2018 budget: Succour for FG as OPEC extends oil cut quota


Funding for Nigeria’s 2018 budget may soon receive a fresh boost as the Organisation of Petroleum Exporting Countries (OPEC) and non-OPEC producers led by Russia agreed on Thursday to extend oil output cuts until the end of 2018.

The decision is to assist the cartel to finish clearing a global glut of crude while signalling a possible early exit from the deal if the market overheats.

OPEC also decided to cap the output of Nigeria and Libya at 2017 levels without deciding on figures. Both countries have been previously exempt from cuts due to unrest and lower-than-normal production.

The decision of OPEC to allow Nigeria continue to enjoy production cut exemption is expected to provide a soft landing for its N8.6 trillion 2018 budget, which represents an increase of 16 percent from the 2017 budget.

Prior to yesterday’s meeting in Vienna, stakeholders have expressed concern that should OPEC decide to suspend the exemption by March 2018, funding of the 2018 budget may run into murky waters as more OPEC members will ramp production by pumping more oil into the market, thereby crashing oil prices, currently hovers around $60 per barrel.

The Federal Government in its 2018 budget proposal had put oil production at 2.3 million barrels per day (bpd) with a price benchmark of $45.

Commenting on the extension granted to Nigeria till end of 2018, Chairman of Petroleum Technology Association (PETAN), Mr. Bank Anthony Okoroafor, said the decision remained a welcome development as low oil prices led to several contract cancellation and deferment for the better part of 2017.

He said the extension granted to Nigeria by OPEC may not be unconnected with the series of setback the country suffered in 2017, due to attacks on oil facilities, which left production to an all-time low of 800,000 barrels per day(bpd).

The PETAN chairman lamented that the disruptions in oil production led to a loss of about $66 million per day, advising that the Federal Government should endeavour to implement the Memorandum of understanding (MoU) signed with the Niger Delta region in order to have uninterrupted oil production in the years ahead.

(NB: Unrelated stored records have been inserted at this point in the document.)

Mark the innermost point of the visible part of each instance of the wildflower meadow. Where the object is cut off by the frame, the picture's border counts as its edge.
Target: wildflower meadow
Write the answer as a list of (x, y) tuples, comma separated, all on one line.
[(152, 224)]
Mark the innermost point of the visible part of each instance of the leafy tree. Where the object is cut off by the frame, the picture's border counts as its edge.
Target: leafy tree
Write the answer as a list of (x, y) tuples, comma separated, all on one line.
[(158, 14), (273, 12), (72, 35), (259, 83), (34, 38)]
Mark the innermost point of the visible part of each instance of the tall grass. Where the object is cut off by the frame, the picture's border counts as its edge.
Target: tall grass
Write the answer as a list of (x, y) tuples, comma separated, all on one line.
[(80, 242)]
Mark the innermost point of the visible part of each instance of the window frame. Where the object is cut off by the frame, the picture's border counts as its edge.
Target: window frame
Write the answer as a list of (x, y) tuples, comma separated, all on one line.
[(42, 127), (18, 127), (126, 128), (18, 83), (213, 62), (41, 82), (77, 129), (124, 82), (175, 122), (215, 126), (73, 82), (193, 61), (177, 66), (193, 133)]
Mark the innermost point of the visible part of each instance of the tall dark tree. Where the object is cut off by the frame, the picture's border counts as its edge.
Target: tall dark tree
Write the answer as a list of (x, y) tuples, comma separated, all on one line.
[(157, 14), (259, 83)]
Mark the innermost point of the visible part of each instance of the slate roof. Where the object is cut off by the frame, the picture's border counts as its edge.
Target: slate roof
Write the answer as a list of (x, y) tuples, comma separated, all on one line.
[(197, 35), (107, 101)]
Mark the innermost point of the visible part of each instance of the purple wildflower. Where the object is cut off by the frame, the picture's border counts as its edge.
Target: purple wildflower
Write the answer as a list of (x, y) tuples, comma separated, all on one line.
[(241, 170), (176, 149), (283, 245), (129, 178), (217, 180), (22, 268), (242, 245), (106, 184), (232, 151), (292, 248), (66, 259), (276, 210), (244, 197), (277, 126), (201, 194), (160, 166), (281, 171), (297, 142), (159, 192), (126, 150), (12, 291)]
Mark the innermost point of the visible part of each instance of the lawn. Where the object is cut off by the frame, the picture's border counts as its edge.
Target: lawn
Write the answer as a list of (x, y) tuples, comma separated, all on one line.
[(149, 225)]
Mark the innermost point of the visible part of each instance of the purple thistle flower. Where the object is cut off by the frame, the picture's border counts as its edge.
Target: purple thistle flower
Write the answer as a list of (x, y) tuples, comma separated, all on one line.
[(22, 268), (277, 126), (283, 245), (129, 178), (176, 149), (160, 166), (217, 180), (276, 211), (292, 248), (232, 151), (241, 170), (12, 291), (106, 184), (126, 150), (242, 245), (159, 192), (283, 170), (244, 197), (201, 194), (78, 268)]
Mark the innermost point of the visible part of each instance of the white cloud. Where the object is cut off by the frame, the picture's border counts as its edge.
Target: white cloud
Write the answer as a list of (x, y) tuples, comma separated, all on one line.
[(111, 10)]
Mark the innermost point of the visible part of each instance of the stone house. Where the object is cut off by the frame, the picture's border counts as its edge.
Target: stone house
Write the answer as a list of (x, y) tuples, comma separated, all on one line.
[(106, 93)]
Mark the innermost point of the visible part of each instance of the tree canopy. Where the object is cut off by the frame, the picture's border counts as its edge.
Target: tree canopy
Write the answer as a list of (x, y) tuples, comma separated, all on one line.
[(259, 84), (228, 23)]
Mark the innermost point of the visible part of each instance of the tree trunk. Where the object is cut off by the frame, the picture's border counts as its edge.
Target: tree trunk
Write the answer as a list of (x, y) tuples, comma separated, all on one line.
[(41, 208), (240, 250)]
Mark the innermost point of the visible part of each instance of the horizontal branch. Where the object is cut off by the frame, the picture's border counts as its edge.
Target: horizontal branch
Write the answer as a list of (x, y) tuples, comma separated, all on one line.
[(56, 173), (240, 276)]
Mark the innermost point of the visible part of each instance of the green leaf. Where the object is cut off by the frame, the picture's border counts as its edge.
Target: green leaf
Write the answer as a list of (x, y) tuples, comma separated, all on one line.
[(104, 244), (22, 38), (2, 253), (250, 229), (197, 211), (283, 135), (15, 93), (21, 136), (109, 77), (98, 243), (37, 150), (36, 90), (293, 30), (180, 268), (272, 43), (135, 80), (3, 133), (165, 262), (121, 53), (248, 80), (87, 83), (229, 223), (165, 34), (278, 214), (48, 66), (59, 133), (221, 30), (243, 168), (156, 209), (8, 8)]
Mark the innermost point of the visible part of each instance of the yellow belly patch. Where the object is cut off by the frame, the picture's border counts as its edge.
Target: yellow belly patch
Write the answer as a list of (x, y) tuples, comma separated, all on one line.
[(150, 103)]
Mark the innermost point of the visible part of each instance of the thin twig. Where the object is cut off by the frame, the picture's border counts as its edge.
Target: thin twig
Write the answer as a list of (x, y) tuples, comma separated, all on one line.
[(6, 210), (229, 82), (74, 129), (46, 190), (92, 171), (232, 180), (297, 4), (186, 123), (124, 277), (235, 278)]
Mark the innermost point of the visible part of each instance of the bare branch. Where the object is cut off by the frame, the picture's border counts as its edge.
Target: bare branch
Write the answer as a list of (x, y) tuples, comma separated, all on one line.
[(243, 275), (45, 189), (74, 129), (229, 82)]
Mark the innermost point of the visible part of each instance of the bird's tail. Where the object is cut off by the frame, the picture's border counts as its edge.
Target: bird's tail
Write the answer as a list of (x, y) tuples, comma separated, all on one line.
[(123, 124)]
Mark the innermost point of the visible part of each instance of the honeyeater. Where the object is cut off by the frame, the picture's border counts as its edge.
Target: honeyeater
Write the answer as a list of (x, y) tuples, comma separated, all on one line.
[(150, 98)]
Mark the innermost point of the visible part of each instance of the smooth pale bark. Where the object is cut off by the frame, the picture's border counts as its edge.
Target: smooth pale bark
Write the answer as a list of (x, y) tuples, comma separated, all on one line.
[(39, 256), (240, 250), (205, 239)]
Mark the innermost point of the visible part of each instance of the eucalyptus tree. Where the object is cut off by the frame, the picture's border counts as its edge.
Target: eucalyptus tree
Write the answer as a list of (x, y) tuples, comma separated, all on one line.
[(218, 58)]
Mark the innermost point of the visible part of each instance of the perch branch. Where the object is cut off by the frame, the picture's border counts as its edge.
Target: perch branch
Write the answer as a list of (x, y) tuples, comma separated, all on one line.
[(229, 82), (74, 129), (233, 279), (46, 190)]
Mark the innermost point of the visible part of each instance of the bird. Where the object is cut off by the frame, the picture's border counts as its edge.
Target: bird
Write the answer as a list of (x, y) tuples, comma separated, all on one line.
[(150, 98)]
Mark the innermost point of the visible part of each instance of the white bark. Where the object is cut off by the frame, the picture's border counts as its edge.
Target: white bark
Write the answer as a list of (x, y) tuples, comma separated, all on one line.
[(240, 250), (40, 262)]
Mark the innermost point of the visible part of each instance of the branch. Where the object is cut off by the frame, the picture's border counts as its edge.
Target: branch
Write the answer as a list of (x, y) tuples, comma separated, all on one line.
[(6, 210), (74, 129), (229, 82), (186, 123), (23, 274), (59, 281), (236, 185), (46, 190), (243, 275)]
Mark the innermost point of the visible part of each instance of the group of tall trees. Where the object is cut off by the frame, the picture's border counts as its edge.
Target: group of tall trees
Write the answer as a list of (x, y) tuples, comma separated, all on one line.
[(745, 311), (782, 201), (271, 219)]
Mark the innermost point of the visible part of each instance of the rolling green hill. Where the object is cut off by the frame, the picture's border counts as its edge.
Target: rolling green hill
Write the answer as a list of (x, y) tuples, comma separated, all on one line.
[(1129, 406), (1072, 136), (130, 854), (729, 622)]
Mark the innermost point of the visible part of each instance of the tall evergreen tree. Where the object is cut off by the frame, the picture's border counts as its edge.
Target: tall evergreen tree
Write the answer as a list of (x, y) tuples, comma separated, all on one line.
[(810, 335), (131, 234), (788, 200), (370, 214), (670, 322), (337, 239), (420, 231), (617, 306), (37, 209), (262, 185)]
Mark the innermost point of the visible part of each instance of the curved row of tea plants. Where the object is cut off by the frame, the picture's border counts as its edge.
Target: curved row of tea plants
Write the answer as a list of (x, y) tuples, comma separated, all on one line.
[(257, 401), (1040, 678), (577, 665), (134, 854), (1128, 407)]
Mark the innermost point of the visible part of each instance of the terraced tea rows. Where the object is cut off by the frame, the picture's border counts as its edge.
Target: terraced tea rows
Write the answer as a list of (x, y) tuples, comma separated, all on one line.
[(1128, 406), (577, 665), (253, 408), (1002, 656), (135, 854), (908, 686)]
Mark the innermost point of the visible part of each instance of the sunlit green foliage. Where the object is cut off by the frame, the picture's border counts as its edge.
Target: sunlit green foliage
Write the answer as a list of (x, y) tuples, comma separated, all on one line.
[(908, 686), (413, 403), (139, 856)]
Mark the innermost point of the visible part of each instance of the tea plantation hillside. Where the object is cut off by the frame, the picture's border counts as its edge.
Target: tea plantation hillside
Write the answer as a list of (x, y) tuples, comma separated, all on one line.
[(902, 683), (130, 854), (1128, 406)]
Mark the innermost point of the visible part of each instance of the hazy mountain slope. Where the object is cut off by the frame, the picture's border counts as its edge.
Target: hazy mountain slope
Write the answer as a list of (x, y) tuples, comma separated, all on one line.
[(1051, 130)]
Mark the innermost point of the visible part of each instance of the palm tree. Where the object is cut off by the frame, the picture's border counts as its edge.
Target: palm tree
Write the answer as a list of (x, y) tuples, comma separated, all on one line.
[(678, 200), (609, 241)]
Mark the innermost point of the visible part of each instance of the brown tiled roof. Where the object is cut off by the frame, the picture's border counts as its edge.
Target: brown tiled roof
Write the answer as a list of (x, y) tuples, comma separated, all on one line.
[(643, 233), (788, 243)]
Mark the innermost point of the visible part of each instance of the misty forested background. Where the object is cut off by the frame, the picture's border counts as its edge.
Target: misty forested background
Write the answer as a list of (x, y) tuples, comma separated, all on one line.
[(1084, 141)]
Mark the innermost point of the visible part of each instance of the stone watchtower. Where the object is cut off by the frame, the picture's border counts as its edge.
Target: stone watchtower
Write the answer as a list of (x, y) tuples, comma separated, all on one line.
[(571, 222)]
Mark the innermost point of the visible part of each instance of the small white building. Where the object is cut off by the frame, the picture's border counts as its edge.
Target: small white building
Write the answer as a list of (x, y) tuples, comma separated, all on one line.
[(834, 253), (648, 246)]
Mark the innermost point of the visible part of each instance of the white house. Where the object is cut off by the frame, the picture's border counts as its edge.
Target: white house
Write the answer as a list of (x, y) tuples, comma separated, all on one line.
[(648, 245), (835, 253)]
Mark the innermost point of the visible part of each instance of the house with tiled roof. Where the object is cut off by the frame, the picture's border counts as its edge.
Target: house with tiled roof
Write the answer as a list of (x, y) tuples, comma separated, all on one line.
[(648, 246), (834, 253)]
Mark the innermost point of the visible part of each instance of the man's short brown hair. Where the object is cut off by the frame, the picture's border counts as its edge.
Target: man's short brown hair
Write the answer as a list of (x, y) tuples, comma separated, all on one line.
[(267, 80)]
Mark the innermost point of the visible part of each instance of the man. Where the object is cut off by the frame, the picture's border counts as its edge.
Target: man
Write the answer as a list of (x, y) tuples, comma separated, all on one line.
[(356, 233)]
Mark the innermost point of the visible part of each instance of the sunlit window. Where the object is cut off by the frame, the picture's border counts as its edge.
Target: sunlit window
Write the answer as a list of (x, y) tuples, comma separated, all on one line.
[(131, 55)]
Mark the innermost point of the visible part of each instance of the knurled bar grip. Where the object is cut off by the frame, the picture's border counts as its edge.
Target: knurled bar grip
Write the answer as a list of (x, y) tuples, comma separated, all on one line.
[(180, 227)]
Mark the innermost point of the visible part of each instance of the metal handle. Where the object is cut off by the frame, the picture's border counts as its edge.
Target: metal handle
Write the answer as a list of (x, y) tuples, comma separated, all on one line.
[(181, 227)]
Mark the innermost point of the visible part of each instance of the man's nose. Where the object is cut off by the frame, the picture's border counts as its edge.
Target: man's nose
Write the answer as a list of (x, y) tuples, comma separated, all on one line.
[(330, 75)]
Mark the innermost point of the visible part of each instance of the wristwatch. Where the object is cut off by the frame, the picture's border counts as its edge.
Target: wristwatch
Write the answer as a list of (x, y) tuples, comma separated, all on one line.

Iranian Oil Minister Bijan Zanganeh told reporters the OPEC agreed to extend the cuts by nine months until the end of 2018, as largely anticipated by the market.

Russia, which this year reduced production significantly with OPEC for the first time, has been pushing for a clear message on how to exit the cuts so the market does not flip into a deficit too soon, prices don’t rally too fast and rival U.S. shale firms don’t boost output further.

Russia needs much lower oil prices to balance its budget than OPEC’s leader Saudi Arabia, which is preparing a stock market listing for national energy champion Aramco next year and would hence benefit from pricier crude.

The producers’ current deal, under which they are cutting supply by about 1.8 million barrels per day in an effort to boost oil prices, expires in March.

The OPEC meeting was followed by talks with the non-OPEC producers.

A delegate told Reuters non-OPEC had agreed to extend the cuts in tandem with OPEC until the end of 2018.

Before the meetings, Saudi Energy Minister Khalid al-Falih, said it was premature to talk about exiting the cuts at least for a couple of quarters and added that OPEC would examine progress at its next regular meeting in June.

“When we get to an exit, we are going to do it very gradually … to make sure we don’t shock the market,” he said.

The Iraqi, Iranian and Angolan oil ministers also said before Thursday’s meetings that a review of the deal was possible in June in case the market became too tight.

Zanganeh said later no such debate had taken place at the OPEC meeting. However, a draft OPEC communique said the duration would be reviewed in June based on fundamentals.

“We will review the market situation and needs, and whether to keep the same level of cut or gradually decrease or increase it,” one delegate said.

International benchmark Brent crude rose around 0.5 percent on Thursday to trade above $63 per barrel.

With oil prices rising above $60, Russia has expressed concerns that an extension for the whole of 2018 could prompt a spike in crude production in the United States, which is not participating in the deal.

“If producers in the U.S. increase their rig count over the next few months due to higher prices then I expect another price collapse by the end of 2018,” said Scott Sheffield, executive chairman of Pioneer Natural Resources Co, one of the largest producers in the Permian Basin of Texas and New Mexico, the largest U.S. oilfield.